Zahler
Exécutions à Victory.
S.Craig ZAHLER.

Note : 5 / 5.

Pigeons volent….
Premier roman que je lis, mais le second traduit de cet auteur après « Une assemblée de
chacals » également aux éditions Gallmeister. S.Craig Zahler est également scénariste et réalisateur.

Dans le premier chapitre de ce livre, qui rappelle étrangement une scène d'Orange mécanique, quatre hommes questionnent un clochard nommé Doggie, au sujet d'un dénommé Sebastian. L'engin de torture est le cadavre d'un pigeon en putréfaction.
Puis changement de décor, nous sommes dans un commissariat de l'Arizona ; un homme d'affaires vient raconter ses problèmes à un policier Jules Bettinger. Celui-ci ne compatissant pas à ses malheurs, il se suicide. Jules Bettinger, et ce n'est pas une promotion, est muté dans un endroit très accueillant au nom charmant de Victory dans le Missouri.
Sorte d’antichambre de l’enfer sur terre, sauf qu’il y fait très froid ! Par précaution, il décide de s’installer à cent vingt kilomètres de son lieu de travail ! Et cerise sur le gâteau l’accueil qu’il reçoit, en particulier de Dominic, son colossal équipier, homme de couleur également, manque de chaleur pour ne pas dire qu’il est glacial !
Pour le mettre dans le bain, son supérieur hiérarchique, Zwolinski lui assène quelques chiffres, qui, là aussi, le refroidissent :
- Chaque agent de ce commissariat est responsable d'au moins sept cents criminels, parmi lesquels quatre à cinq cents ont commis des actes violents.
Sa première enquête, dans ce charmant décor, conserve une prostituée, blanche, trouvée assassinée et violée post-mortem. Il semblerait que le tout ait été filmé. Ensuite il est appelé pour un cas de maltraitance infantile, une mère ayant fait manger ses excréments à son fils qui avait oublié de tirer la chasse. L'enfer est vraiment pavé de mauvaises intentions.
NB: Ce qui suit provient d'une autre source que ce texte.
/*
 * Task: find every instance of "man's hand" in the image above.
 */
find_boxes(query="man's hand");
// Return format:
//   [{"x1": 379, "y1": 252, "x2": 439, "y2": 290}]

Mais la violence monte d'un cran, deux policiers sont attirés dans un guet-apens, tués et émasculés...
La routine sanglante s’installe insidieusement, les pigeons meurent mais les policiers aussi ! Si l’hécatombe des oiseaux ne dérange pas la SPA locale (qui n’existe peut-être pas), celle des personnels du commissariat ne saurait laisser les forces de l’ordre sans réponse ! 
Bettinger finira par retrouver la trace de Sebastian Jimenez de son nom de famille, celui-ci est en triste état ! Tabassé par la police ? Il a disparu de l’hôpital où il était soigné !
La route aussi est pavée de mauvaises intentions !
Tout est vraiment noir à Victory ! Les quartiers ont pour surnoms « Le Chiotte » ou « Shitopia » par exemple !
Jules Bettinger est un flic de couleur, d’un beau noir. Dès son arrivée dans sa nouvelle affectation, la réceptionniste le lui fait remarquer :

- J'ai jamais vu une peau aussi noire, dit-elle en lui tendant le café. Aussi noire que ça.
Ce séjour à Victory laissera des traces aussi bien pour lui que pour sa famille.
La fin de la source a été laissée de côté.